Just teasing. I'm sure it's a lot less expensive and a lot smaller than the 486, and those are the most important factors for a project like this.

It would be pretty cool if you could mount a device like this on an ISA card, with two rear facing USB ports and present it over the ISA bus as a pair of buffered com ports.

....

That's a really cool idea.

I did entertain the idea of making an ISA card with the pico mounted that has the serial ports built into it. While that's still a fun idea, I decided against it for a few reasons; namely that I never designed a PCB before and not knowing anything about serial protocols before going into this.

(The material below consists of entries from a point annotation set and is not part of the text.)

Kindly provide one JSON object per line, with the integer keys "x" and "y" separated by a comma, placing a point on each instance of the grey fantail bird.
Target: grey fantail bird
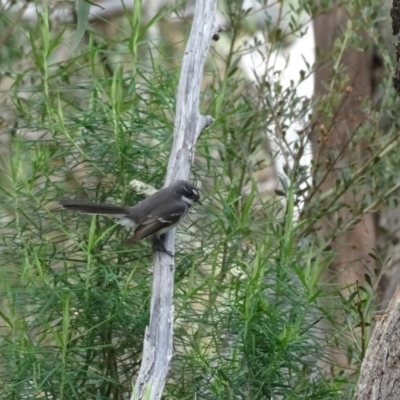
{"x": 153, "y": 216}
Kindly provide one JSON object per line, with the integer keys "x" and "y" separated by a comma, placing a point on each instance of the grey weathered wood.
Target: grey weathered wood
{"x": 189, "y": 123}
{"x": 380, "y": 370}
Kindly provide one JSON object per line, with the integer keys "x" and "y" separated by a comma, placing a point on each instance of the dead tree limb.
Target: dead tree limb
{"x": 380, "y": 370}
{"x": 189, "y": 123}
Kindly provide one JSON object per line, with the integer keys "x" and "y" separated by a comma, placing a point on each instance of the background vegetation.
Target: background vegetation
{"x": 253, "y": 318}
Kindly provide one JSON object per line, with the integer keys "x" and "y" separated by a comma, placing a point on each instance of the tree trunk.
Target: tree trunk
{"x": 380, "y": 370}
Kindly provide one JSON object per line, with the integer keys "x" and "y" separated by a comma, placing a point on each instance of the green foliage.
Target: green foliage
{"x": 74, "y": 302}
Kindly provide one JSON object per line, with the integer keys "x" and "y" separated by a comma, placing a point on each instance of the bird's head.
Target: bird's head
{"x": 186, "y": 192}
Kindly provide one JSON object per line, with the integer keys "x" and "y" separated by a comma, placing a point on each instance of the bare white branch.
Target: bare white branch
{"x": 189, "y": 123}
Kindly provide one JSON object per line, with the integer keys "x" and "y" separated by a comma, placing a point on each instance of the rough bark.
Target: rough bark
{"x": 380, "y": 370}
{"x": 189, "y": 123}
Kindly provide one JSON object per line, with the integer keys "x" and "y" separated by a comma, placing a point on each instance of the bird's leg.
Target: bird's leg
{"x": 158, "y": 245}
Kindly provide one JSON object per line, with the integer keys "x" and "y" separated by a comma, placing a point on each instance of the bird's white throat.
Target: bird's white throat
{"x": 127, "y": 222}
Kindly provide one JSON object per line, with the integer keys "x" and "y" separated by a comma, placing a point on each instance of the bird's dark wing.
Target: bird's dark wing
{"x": 159, "y": 221}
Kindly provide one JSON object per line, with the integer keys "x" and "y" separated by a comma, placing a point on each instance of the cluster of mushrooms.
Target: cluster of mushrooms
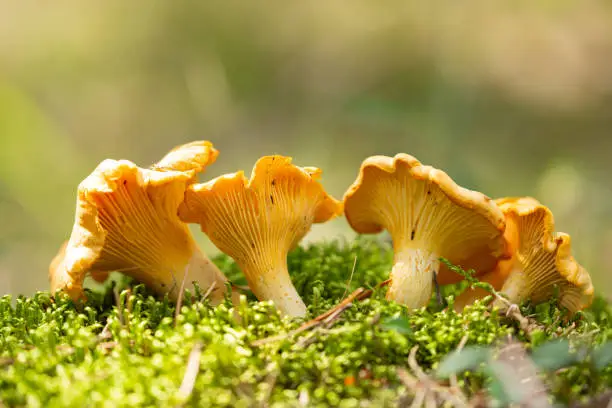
{"x": 135, "y": 221}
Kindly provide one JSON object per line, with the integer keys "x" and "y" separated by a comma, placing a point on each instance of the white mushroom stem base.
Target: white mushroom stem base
{"x": 412, "y": 277}
{"x": 276, "y": 286}
{"x": 516, "y": 287}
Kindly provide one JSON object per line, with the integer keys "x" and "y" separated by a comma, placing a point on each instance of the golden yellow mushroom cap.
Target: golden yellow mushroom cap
{"x": 423, "y": 208}
{"x": 194, "y": 157}
{"x": 258, "y": 221}
{"x": 542, "y": 258}
{"x": 126, "y": 220}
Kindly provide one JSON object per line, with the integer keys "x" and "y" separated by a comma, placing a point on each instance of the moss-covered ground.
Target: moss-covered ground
{"x": 128, "y": 348}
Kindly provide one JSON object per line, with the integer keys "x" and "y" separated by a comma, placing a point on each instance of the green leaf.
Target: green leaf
{"x": 399, "y": 324}
{"x": 602, "y": 356}
{"x": 466, "y": 359}
{"x": 553, "y": 355}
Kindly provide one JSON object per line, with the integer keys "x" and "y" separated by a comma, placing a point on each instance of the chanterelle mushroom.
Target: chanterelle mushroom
{"x": 428, "y": 217}
{"x": 258, "y": 221}
{"x": 541, "y": 260}
{"x": 126, "y": 221}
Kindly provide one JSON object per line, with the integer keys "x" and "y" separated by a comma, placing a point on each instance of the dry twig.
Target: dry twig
{"x": 327, "y": 318}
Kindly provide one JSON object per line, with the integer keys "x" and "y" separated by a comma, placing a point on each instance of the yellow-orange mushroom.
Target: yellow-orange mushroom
{"x": 541, "y": 261}
{"x": 126, "y": 221}
{"x": 258, "y": 221}
{"x": 428, "y": 217}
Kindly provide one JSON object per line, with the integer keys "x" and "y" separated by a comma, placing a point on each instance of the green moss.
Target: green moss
{"x": 52, "y": 352}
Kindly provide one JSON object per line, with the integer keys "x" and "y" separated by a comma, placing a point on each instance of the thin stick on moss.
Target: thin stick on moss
{"x": 191, "y": 372}
{"x": 348, "y": 283}
{"x": 453, "y": 378}
{"x": 324, "y": 318}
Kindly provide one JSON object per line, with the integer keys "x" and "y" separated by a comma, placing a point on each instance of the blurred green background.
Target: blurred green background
{"x": 509, "y": 98}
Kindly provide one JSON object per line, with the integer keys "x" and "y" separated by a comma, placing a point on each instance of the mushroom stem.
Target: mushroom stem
{"x": 275, "y": 285}
{"x": 514, "y": 286}
{"x": 205, "y": 273}
{"x": 412, "y": 277}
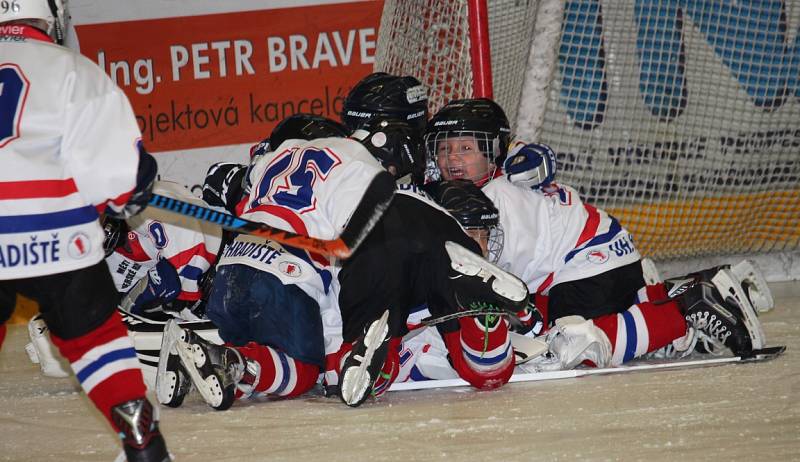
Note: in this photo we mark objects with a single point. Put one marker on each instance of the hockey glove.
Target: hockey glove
(528, 322)
(531, 166)
(160, 286)
(223, 186)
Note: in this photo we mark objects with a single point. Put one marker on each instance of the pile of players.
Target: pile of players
(467, 248)
(478, 235)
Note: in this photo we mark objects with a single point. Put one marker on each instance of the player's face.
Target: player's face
(461, 157)
(481, 236)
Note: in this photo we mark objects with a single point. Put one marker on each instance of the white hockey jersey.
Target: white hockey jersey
(552, 237)
(191, 247)
(310, 188)
(67, 151)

I like the idea but for what you suggested I'd be inclined to go with a teensy over the pico just because of software maturity. While the pico does have hardware support for USB hosting the software for it is TinyUSB which has been posing a massive headache for USB hubs which it claims it works with. It's to the point where I'm tempted to get a Teensy just to test it with USB hubs to potentially make a second mouse USB -> 232 just for KVM support. You could use a Pi Zero which would be cheaper than a teensy, Aviancy's project would be good for that link, only catch is the boot-up time.

Personally I think getting INTERSRV working on the pico is beyond what I can do for a while. I'm not terrible with programming but I'm fairly new to dealing with C.
If someone got INTERSRV working on the pico, it might work with the hardware as it is now but honestly probably easier to do that with a pi zero. I doubt that the boot-up time for the zero would be much of an issue in that use case.

It might be worth mentioning the fact that the pico is a micro controller, not the SBC of the pi 4/zero.

Thanks!

Be Happy, it's only going to get worse.